Our studies of kidney development and regeneration utilise a wide range of molecular, physiological and morphological techniques. These include cell and tissue culture (including culture of whole embryonic mouse and rat kidneys, culture of specific subcompartments of developing kidneys, culture of specific cell lines), fluorescence-activated cell sorting (FACS), laser capture microdissection, manual microdissection, imaging (including phase, DIC, fluorescence, confocal microscopy, image analysis, stereology, time-lapse movies), whole mount and section in situ hybridisation histochemistry, RT-PCR, real time PCR, Northern and Southern blotting, gene microarrays and bioinformatics. Physiological parameters under investigation include blood pressure (tail cuff and telemetry methods), glomerular filtration rate, renal blood flow, and urinary protein.

Many of our studies utilise transgenic reporter mouse strains, or knockout mice. Hoxb7/GFP transgenic mice are an important tool in our research. These mice express GFP (Green Fluorescent Protein) in the ureteric epithelial 'tree', which we can visualise using fluorescent or confocal microscopes. Using a specially designed environmental chamber we can culture Hoxb7/GFP kidneys on a confocal microscope which enables us to image the same kidney on multiple occasions. We can then create timelapse 'movies' and study growth rates and remodelling of the ureteric tree under different culture conditions.

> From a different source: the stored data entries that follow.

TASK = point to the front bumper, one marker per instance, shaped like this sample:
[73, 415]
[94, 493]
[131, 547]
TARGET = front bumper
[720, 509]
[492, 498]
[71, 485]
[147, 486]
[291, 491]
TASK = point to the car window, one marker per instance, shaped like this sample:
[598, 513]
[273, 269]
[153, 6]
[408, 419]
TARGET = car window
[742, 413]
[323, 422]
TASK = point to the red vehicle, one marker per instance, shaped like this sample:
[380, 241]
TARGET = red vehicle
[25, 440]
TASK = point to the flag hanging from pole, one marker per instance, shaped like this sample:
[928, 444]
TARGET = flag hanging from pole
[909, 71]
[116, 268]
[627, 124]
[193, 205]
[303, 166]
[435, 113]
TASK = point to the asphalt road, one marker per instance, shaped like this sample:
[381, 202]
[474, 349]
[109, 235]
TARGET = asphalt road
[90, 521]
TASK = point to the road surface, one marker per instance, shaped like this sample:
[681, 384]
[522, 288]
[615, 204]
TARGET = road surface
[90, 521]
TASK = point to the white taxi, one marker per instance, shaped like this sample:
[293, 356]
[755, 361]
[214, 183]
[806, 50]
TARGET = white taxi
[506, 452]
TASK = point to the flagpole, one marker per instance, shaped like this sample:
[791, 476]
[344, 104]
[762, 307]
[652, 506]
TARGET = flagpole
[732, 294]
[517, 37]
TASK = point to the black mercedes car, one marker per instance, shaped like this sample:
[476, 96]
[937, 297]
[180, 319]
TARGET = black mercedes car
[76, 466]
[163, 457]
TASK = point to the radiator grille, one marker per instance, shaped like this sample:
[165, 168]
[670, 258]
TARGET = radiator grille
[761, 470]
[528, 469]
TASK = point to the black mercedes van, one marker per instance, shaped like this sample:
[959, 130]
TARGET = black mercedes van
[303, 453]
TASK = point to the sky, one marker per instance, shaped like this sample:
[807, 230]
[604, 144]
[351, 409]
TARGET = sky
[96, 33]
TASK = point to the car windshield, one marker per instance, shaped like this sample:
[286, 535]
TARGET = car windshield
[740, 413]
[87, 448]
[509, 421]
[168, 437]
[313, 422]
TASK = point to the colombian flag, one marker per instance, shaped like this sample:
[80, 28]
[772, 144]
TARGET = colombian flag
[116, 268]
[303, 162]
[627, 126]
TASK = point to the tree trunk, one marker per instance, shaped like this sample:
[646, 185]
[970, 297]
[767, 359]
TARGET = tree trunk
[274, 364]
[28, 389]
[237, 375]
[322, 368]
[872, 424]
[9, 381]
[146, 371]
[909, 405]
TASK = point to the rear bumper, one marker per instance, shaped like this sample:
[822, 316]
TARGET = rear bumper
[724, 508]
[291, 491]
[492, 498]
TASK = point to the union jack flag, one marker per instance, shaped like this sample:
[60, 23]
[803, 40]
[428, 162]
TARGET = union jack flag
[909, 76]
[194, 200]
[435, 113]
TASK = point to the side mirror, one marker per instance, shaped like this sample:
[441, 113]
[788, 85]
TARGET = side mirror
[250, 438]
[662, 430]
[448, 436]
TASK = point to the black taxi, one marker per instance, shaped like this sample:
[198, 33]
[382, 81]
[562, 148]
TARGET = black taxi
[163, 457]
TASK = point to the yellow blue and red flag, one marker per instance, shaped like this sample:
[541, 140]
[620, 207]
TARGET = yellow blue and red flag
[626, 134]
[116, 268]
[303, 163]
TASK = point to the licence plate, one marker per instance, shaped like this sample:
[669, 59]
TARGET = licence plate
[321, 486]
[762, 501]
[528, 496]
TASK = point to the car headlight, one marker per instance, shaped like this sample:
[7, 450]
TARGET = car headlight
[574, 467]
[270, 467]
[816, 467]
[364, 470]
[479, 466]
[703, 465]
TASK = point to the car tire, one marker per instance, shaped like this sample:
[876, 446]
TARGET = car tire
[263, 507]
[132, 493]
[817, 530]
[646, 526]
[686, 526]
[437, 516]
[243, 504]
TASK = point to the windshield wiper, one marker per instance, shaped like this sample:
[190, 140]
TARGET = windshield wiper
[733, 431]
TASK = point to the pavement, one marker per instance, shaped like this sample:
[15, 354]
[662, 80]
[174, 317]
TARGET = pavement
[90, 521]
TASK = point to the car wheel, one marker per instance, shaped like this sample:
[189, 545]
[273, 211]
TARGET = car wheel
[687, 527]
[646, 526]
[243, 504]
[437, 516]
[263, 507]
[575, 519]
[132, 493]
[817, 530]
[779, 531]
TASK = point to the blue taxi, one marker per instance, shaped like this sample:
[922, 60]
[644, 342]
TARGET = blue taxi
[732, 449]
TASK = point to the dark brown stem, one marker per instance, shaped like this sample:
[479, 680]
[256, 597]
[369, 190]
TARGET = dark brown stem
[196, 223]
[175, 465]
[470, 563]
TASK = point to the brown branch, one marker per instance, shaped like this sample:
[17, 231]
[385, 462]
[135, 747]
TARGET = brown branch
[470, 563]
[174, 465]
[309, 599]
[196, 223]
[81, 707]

A Hoxb7/GFP transgenic mouse kidney at embryonic day 15

Hoxb7/GFP transgenic mice represent a powerful tool for analysing the molecular regulation of ureteric branching morphogenesis in the developing mammalian kidney.

A mouse kidney cultured for 4 days and stained with fluorescent markers. Green - calbindin (a marker of ureteric epithelium); Red -Peanut Agglutinin (a marker of glomeruli)

Phase contrast photographs of embryonic rat kidneys. (A) at the beginning of the culture; (B) after 2 days of culture; (C) after 4 days of culture.